De
um lado, um cenário de uso indiscriminado de agrotóxicos, intoxicações, do
outro, cultivos mais sustentáveis, relações de trabalho e comercialização mais
justas. É essa a solução que a Agroecologia promete oferecer ao
Planeta. Mas dá mesmo para sonhar com um futuro sem agrotóxicos?
A
vice-presidente executiva do Sindicato Nacional da Indústria de Produtos para
Defesa Vegetal – Sindiveg (que representa a indústria dos agrotóxicos), Silvia
Fagnani, argumenta que, considerando o modelo de produção “adotado” no Brasil,
o uso de agrotóxicos “é a única forma viável de suprir a demanda por produção
de alimentos e energia necessária para alimentar nove bilhões de pessoas em
2050”.
Fagnani
não deixa dúvidas do pensamento que rege o modelo de produção agrícola
hegemônico no Brasil: “O uso da tecnologia protege os cultivos, aumentando a
produtividade, e poupam (sic) tempo de tarefas e, sobretudo, o enorme esforço
físico dos agricultores e trabalhadores rurais. O consumo de defensivos
agrícolas no Brasil é demandado, além disso, pelo fato de sua agricultura estar
sob o clima tropical, o que exige emprego sistemático de tecnologias para
controle de pragas e doenças.

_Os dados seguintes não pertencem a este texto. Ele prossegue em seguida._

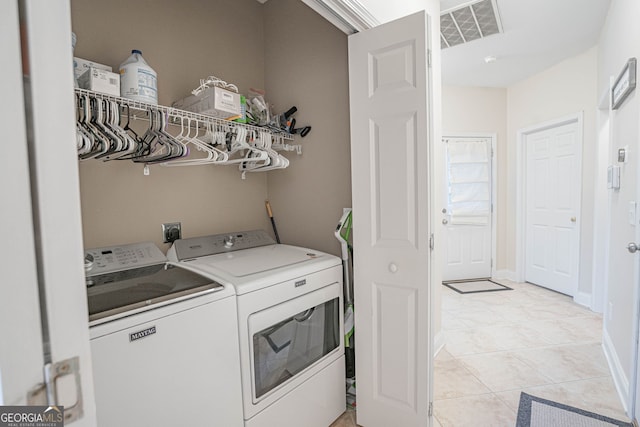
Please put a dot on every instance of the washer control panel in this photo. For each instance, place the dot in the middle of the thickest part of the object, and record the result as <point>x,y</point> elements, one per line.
<point>122,257</point>
<point>196,247</point>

Além de contar com até três safras anuais, a
produtividade no Brasil cresce de maneira muito mais acelerada do que a área
plantada, aumentando a disponibilidade de alimentos preservando o meio
ambiente”.
Para
a presidente da Associação Brasileira de Agroecologia (ABA-Agroecologia) e
professora da Universidade Federal de Viçosa, Irene Maria Cardoso, a
agroecologia é sim capaz de alimentar o mundo. “O que a agroecologia não é
capaz é de alimentar o agronegócio, porque tem uma cadeia de insumos para
agricultura que coloca o agricultor subserviente à indústria. Este pensamento
de que o agronegócio o alimenta o Brasil, não é verdade. Ele alimenta a balança
comercial. Se não repensarmos o Brasil como produtor primário, vamos ficar
refém do agronegócio. Então é o modelo de desenvolvimento que tem de ser
repensado”, afirma.
Esse
novo modelo, segundo ela, passa por cadeias curtas de comercialização, cortando
diversos intermediários, além da valorização e utilização do saber tradicional,
e não apenas o técnico. “É outra lógica. Antes, quem sabia tudo da agricultura
eram os técnicos. Só que esses agricultores desenvolveram conhecimento na
compreensão ecológica e cultural dos sistemas alimentares, porque quando eles
manejam tem um componente cultural, não é só técnico. Esse componente cultural,
de conhecimento dos processos e interações dos sistemas alimentares, foi
desenvolvido em 10 mil anos. Como é que pode pegar esse conhecimento e jogar no
ralo? Sem ele, a agroecologia não vai sustentar o mundo”, afirma Irene Cardoso.
Mas,
como fazer que esse conhecimento seja identificado, valorizado e reconhecido? A
pesquisadora da Universidade Federal de Viçosa afirma que “é preciso dizer aos
cientistas que eles não são os únicos detentores da verdade”: “Isso é derrubar
um paradigma científico. Eles falam que agroecologia não pode alimentar o
mundo, porque não querem perder o lugar na produção de alimentos no mundo. Uma
produção de qualidade questionável, que traz resultados danosos ao meio
ambiente e ao homem, comprovado em inúmeros estudos científicos. O que a
agroecologia não é alimenta é este pensamento que quer se beneficiar de uma
agricultura perversa, com os agricultores, com os consumidores, com a natureza”,
destaca.
(Nesta
parte editada do documentário “Caminhos do Rio Experiências em agroecologia no
Rio de Janeiro”, produzido pela ANA – Articulação Nacional de Agroecologia, é
possível ver um pouco de como esse conhecimento é identificado e aproveitado.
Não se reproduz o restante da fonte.